A peça Estrangeiras, de José Luís Peixoto, retrata o encontro de três mulheres lusófonas — uma brasileira, uma portuguesa é uma cabo-verdiana — numa sala da polícia migratória dos Estados Unidos. O que começa com um desfile de preconceitos e lugares comum, dos quais a brasileira é a maior vítima, por ser ignorante sobre Portugal e Cabo Verde, logo se inverte, quando se descobre que a brasileira, na verdade, é piauiense. O estado nordestino tem mais pessoas em sua capital do que em todas as ilhas de Cabo Verde e, ainda assim, as outras mulheres nada sabem sobre ele.
Quis começar essa crônica com essa pequena sinopse porque recebi na última semana um casal de amigos de Teresina. A todo momento, durante nossas conversas, eles me contavam histórias sobre o Piauí, e também sobre o Maranhão, estado vizinho à Teresina, separados apenas pelo rio Parnaíba. O ímpeto e a vontade para contar todas aquelas histórias que ouvi nos últimos dias têm suas raízes: a primeira é a consciência do abismo cultural que nos separa, e a segunda é a vívida compreensão de que experienciam diariamente um estado de anormalidade, em que prevalecem a miséria, a violência e um desrespeito pelas mulheres e pelos gays que vai muito além de meia dúzia de piadas pejorativas. Era importante para eles que eu soubesse que a vida lá em cima é uma coleção de absurdos dos quais minha normalidade alienante não permite sequer imaginar.
Era importante para eles que eu soubesse que a vida lá em cima é uma coleção de absurdos dos quais minha normalidade alienante não permite sequer imaginar.
Nem Teresina é uma República Central Africana, onde a miséria se isola do mundo pela falta de conhecimento do entorno, nem Curitiba é uma Dinamarca, onde talvez seja impossível ignorar que o resto do mundo difere brutalmente do cotidiano feliz e funcional dos nórdicos.
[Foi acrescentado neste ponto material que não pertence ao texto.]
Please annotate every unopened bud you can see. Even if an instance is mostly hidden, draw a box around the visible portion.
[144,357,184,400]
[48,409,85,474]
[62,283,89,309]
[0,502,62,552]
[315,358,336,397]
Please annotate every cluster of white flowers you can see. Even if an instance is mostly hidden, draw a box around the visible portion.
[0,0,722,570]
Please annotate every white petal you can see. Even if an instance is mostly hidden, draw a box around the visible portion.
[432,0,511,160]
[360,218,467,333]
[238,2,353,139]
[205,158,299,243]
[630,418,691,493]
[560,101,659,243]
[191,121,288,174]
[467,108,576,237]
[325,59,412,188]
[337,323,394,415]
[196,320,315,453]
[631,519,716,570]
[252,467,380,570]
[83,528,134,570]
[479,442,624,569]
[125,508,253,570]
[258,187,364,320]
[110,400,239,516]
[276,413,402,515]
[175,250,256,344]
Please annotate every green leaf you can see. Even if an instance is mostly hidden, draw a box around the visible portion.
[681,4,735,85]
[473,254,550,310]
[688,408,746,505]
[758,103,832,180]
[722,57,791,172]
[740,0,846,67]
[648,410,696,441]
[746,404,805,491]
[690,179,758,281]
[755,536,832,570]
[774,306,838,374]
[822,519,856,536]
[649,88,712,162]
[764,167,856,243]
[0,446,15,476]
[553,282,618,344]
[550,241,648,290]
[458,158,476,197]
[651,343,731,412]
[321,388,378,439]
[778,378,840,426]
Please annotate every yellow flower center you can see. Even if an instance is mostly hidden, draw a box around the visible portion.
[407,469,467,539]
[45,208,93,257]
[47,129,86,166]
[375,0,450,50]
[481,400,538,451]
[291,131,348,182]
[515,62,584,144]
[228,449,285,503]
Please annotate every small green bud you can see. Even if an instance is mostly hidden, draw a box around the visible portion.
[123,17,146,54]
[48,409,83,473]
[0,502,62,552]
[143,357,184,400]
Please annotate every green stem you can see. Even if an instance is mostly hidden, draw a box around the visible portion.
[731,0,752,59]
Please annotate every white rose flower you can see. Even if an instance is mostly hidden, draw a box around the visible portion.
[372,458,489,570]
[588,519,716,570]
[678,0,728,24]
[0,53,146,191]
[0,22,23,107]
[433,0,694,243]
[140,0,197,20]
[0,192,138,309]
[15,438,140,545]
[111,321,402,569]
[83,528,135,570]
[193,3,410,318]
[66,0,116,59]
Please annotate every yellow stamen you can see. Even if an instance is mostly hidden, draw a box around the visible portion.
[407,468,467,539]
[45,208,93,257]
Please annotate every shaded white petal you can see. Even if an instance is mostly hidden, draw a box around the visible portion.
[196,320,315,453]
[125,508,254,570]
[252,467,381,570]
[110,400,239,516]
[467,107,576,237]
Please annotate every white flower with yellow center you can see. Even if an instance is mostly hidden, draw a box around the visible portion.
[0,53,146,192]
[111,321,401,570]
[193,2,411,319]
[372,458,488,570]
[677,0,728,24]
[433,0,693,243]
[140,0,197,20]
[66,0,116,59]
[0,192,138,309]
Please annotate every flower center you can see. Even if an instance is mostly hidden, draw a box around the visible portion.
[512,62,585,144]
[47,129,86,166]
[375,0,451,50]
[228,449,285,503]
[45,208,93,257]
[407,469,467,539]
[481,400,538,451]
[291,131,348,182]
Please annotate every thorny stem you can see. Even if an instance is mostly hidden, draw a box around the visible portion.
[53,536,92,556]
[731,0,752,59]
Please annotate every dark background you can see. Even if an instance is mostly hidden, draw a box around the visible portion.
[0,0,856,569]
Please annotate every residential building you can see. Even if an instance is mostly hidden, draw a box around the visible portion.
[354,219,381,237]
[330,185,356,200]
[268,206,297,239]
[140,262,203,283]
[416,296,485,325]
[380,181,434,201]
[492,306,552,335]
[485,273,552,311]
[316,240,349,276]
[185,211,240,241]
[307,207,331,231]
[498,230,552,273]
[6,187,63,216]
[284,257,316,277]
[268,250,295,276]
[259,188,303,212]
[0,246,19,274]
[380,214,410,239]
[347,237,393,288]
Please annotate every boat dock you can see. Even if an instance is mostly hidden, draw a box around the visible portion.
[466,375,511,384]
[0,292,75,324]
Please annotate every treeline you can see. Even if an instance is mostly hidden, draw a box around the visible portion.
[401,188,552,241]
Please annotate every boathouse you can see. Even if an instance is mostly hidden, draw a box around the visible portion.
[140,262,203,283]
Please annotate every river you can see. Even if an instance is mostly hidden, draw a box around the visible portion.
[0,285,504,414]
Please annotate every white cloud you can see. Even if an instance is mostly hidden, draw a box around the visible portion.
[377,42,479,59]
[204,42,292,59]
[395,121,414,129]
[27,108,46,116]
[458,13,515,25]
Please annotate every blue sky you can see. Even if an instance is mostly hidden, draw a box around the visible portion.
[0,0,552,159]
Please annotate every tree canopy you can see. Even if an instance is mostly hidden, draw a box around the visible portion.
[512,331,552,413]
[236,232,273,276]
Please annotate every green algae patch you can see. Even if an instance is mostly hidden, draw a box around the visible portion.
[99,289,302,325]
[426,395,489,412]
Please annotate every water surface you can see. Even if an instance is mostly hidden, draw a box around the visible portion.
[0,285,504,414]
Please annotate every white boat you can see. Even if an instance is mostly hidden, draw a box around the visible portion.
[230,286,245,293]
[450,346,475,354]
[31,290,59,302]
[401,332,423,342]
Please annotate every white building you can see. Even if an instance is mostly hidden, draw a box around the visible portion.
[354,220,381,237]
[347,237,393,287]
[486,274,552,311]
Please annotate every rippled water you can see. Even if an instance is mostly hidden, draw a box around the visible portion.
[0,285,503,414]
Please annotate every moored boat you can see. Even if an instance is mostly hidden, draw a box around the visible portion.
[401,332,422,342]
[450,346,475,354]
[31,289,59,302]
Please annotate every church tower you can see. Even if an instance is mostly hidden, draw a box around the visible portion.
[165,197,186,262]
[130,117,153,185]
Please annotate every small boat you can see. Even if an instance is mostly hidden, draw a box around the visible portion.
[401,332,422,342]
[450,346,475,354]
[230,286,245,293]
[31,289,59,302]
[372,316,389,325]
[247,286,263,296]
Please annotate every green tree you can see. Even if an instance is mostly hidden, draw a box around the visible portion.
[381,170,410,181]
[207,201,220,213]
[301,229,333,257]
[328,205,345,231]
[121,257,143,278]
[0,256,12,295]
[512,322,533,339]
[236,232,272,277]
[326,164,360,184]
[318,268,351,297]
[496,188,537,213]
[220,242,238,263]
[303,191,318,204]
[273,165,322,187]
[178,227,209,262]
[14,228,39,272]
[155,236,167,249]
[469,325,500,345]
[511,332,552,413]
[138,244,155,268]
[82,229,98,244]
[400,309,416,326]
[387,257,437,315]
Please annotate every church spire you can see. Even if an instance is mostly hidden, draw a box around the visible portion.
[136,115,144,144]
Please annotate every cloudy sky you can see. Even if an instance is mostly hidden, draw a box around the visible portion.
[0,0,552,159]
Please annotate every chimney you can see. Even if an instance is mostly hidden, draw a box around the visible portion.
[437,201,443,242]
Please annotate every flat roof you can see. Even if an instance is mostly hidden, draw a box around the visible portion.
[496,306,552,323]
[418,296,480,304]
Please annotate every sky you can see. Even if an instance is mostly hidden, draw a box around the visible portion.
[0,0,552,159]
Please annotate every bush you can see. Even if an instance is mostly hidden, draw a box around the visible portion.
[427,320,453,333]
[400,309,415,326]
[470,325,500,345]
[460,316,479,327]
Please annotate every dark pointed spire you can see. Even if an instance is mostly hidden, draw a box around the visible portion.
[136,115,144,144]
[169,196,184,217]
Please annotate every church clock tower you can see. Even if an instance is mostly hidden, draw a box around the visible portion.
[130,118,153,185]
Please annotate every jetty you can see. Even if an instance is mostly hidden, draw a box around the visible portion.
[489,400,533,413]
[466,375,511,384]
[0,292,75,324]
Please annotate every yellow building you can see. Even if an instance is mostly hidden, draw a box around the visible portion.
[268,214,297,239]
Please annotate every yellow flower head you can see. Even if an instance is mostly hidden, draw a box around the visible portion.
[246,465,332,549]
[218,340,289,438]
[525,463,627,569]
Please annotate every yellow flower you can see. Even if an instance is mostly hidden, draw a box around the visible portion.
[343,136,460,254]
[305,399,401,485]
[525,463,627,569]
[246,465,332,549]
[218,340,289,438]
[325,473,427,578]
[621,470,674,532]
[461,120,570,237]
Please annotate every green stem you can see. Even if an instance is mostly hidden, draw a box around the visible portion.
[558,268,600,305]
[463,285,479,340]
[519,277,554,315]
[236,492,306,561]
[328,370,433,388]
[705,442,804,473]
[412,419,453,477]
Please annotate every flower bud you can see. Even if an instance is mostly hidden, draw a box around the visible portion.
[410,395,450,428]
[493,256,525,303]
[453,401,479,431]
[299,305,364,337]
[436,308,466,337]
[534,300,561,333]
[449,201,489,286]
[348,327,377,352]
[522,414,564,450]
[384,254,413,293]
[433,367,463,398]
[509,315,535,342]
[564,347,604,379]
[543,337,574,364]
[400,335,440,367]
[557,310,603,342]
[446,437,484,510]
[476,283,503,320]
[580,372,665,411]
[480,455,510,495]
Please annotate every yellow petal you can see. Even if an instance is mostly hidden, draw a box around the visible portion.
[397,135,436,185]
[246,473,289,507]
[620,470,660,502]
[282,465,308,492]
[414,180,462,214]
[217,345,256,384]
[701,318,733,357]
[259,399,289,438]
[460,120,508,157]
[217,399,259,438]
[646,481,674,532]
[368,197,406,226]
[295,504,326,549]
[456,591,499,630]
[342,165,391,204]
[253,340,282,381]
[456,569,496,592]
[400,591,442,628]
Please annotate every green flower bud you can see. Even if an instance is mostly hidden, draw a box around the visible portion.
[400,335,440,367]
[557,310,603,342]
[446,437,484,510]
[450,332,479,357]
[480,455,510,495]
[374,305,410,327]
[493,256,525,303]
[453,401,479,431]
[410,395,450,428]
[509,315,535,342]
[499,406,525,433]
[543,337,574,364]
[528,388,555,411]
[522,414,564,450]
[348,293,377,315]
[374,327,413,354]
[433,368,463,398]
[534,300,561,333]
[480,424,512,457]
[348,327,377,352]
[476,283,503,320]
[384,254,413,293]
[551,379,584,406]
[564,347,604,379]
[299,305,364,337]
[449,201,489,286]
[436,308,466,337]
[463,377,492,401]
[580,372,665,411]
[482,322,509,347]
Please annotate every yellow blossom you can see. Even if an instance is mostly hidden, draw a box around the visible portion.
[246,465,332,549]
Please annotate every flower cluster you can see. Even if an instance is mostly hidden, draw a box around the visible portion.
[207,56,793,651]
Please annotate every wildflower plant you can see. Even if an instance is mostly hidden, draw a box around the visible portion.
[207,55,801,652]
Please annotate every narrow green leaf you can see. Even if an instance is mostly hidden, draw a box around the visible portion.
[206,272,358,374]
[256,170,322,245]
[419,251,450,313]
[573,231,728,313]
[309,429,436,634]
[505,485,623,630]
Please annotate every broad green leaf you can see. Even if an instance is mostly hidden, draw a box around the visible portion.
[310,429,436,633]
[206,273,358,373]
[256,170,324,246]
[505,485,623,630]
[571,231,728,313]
Temos, talvez, a dose certa de pequenos problemas, o suficiente para nos julgarmos parte do todo e, com isso, enxergar pouco mais de um palmo diante da cara. Da mesma forma, aos olhos teresinenses, o esplendor europeizado de um Jardim Botânico pode fazer um corta-luz para o interior do estado, com cidades que ostentam níveis estratosféricos de analfabetismo e pobreza. Talvez tenha o mesmo efeito para os tais separatistas que pedem a desassociação sulista do resto do país.
Só quem não vive em um completo estado de absurdo pode aspirar a ser universal cantando a própria aldeia. Mas Tolstoi nunca poderia prever o sucesso e o exotismo de Jorge Amado, com suas gangues de capitães da areia, suas guerras por terras do sem fim e seus dois maridos de Dona Flor. Podemos ser carentes de uma pretensa universalidade, mas somos, mais ainda, necessitados de enxergar a vida como ela é. Ainda bem que temos amigos que não nos privam disso.